Peki, bunu söylüyor, sonra ne yapıyor? Serüveni devam ettiriyor, bunun önleyici tedbirlerini koyuyor. Belki biraz da bunun üzerinde yoğunlaşmak gerekiyor. Bu önleyici tedbirlere rağmen, bu çizgiyi aşanlarla ilgili müeyyideler koyuyor, bunları modernize etmek gerekiyor.
Mesela benim doktora tezim ahilik. Ahiliğin insanları kabiliyet, cibilliyet ve moduna göre kategorize etmesini çok vurguladım, burada aynı şeyleri görüyorum. Yani hangi insanın temayül olarak fıtratı neye yatkınsa onun üzerinde çalışma yaparak, onu o alanlarda istihdam etmek ve eğitmek gerektiğini düşünüyorum.

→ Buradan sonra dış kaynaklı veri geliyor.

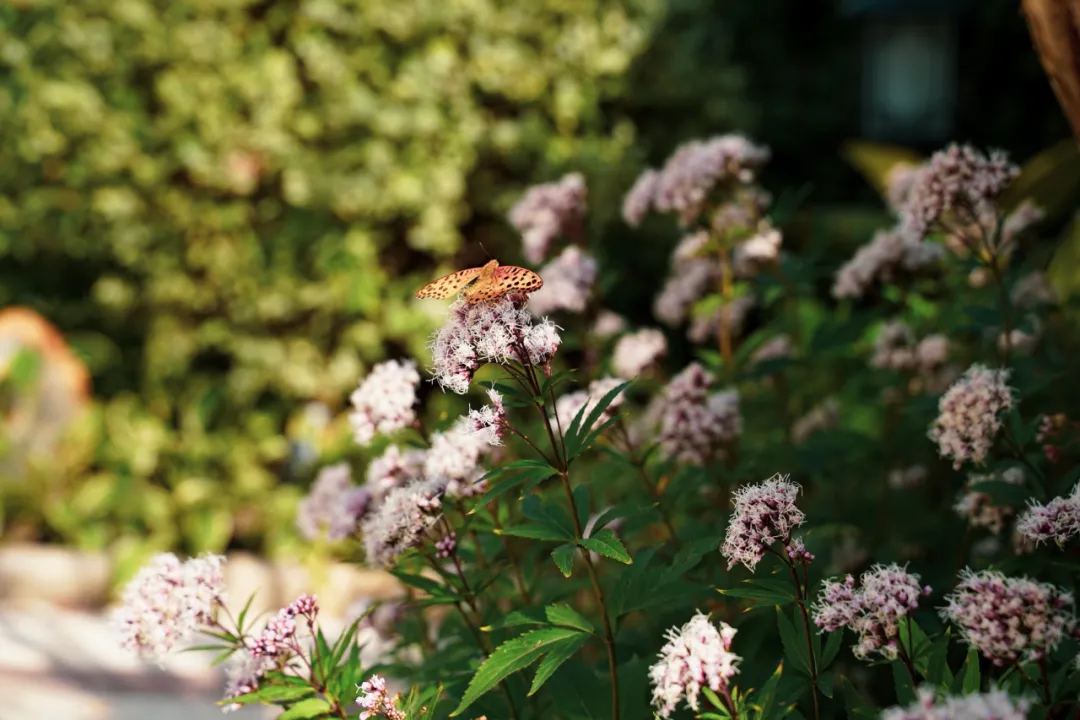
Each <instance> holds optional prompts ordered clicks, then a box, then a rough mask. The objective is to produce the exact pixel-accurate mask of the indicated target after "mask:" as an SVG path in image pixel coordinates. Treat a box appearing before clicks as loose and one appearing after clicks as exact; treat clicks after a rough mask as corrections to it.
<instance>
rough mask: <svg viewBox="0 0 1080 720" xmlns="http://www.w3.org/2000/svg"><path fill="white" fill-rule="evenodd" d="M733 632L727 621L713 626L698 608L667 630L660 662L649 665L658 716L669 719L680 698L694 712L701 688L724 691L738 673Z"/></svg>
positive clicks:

Şimdi sormak istediğim soru şu: Sevgili Hocamız bir psikiyatr ayrıca. Yeryüzünde güvenliği sağlamış ve aynı anda özgürlüğü güvenlik oranında verebilmiş bir deneyim bilmiyoruz. Yani o zaman toplumların psikiyatral açıdan bir veri haritası elinizde var mı? En azından Türkiye toplumu için söylüyorum. Başka alanlarda başka ülkelerde yapılmış bu tür psikiyatral veriler varsa, bunlardan da yararlanılabilir. Böyle bir veri haritası elimizde olursa, bölgelere göre uygulayacağımız yöntemleri biraz farklılaştırabiliriz, çünkü insan kişiliğinin oluşmasında çevre şartlarının, doğa şartlarının çok büyük etken olduğunu düşünüyorum. Yani doğaya konan yasalar ile insana konan yasalar bire bir örtüşmektedir. Yani doğanın baharı var -insan da böyle- yazı var, kışı var, tsunamisi var, fırtınası var. Yani dingin, engin olduğu anlar var, sert ve kabarık olduğu anlar var. Doğa yasalarının nasıl yönetildiğinden hareketle, bire bir insana uyan doğa yasalarını nasıl adapte edebileceğimiz konusunda elinizde bir çalışma olup olmadığını tabii bilmiyorum, dünyada yapılmış çalışma var mı, onu da bilmiyorum. Doğrusu, ben çok teşekkür ediyorum, benim mahalleden kastım buydu.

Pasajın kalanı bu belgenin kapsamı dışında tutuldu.